If you decide to have a turkey, consider a heritage breed from a nearby farm. The varieties of turkeys that were originally cultivated in the US have become extremely rare. Replacing them are turkeys bred for specific traits, with little genetic diversity. Highly susceptible to disease, these animals are often given large doses of antibiotics to ward off infection. The older, hardier varieties eat a diverse diet and can live outdoors, and produce meat that is said to be more rich and flavorful than mass-produced turkeys. To find local meat and also produce, visit Local Harvest.

For more information on seasonal foods, including recipes by well-known chefs and authors, download Living With Nature: Cooking for Biodiversity.

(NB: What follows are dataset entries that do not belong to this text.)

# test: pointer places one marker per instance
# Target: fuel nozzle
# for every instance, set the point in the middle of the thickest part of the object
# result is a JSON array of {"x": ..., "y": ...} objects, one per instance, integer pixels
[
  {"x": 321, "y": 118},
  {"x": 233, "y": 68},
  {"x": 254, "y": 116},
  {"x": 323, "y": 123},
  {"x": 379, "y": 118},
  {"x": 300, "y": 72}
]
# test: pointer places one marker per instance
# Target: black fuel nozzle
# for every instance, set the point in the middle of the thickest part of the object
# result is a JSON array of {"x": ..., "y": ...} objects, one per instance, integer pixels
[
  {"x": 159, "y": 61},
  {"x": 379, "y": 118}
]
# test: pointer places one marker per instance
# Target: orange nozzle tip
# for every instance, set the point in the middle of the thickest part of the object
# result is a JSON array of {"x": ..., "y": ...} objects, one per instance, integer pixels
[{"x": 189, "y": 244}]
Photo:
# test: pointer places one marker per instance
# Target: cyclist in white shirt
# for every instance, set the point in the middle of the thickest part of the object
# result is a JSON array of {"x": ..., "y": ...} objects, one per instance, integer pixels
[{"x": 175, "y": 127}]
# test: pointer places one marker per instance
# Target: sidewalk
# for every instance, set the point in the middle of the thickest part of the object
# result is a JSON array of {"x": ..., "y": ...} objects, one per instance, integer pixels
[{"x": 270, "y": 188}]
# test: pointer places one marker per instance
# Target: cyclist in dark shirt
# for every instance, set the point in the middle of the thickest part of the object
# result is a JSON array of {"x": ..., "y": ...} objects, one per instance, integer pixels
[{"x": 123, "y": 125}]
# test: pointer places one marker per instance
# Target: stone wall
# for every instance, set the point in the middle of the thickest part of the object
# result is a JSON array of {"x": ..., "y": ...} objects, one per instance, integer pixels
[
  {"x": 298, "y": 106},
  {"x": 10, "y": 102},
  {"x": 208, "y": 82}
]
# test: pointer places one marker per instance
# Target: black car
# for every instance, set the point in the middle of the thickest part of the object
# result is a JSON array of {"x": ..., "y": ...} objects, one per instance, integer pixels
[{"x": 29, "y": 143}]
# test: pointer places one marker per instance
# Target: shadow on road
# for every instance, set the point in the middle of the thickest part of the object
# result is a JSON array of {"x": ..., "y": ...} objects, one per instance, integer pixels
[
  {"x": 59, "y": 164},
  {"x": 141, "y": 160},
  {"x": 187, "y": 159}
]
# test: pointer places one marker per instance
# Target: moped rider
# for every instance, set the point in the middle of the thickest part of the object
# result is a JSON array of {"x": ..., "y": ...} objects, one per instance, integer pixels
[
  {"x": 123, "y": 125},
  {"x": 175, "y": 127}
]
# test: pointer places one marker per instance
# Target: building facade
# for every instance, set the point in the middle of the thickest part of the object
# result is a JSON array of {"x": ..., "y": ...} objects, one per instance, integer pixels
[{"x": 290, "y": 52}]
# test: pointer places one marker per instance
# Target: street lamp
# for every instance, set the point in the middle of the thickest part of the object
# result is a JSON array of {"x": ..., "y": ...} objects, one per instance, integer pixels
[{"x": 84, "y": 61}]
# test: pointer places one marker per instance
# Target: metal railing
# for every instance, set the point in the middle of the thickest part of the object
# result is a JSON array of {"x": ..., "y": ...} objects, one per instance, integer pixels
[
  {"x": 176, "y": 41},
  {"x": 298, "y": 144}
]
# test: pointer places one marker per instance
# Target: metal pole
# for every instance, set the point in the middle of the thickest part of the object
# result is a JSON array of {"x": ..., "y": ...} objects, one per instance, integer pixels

In it, we also invite you to diversify your diet and reduce our collective reliance on a handful of crops grown in uniform monocultures, which are usually dependent upon vast amounts of chemical pesticides and fertilizers. Increased interest in sustainable agriculture methods has led a growing number of farmers to incorporate a greater variety of crops, reduce use of chemicals, and preserve natural habitat. In turn, these practices support healthy populations of pollinators, predaceous insects that act as natural pesticides, organisms that help enrich soil, and other benefits from biodiversity. To learn more about soil invertebrates, see the CBC publication Life in the Leaf Litter:
 

Year End Holidays

A plate of decorated Christmas cookies

A festive and magical time, the holidays can also be stressful, involving excessive spending on presents, decorations, and parties, resulting in greater resource use and waste. It is estimated that in the period between Thanksgiving and New Year’s Eve, Americans throw away about 25% more trash than during any other time of the year — this extra waste amounts to millions of tons! In response, some organizations have created “green holiday” websites with resources and ideas for cutting waste and energy use while still enjoying a wonderful holiday season. Some of these are listed on the side. Below, we offer some of our favorite tips:

Homemade food is always a welcome gift, and rarely is any wasted! Indulge friends and relatives with your favorite recipes for cookies, cakes, jams, sauces, or other goodies.

Look for greeting cards made with recycled paper — or use “e” cards. For wrapping paper, create a unique look with pictures from last year’s calendar, old maps, or magazines. Gift bags can be reused.

Decorate with LED (light emitting diode) holiday lights. Now widely available, these lights use a fraction of the electricity used by conventional incandescent lights, and stay cool to the touch. If you are replacing old lights, check if your city has an exchange program that swaps LEDs for incandescents, or will accept the old ones for recycling.

Are real or fake Christmas trees better for the environment? The best choice is a natural tree.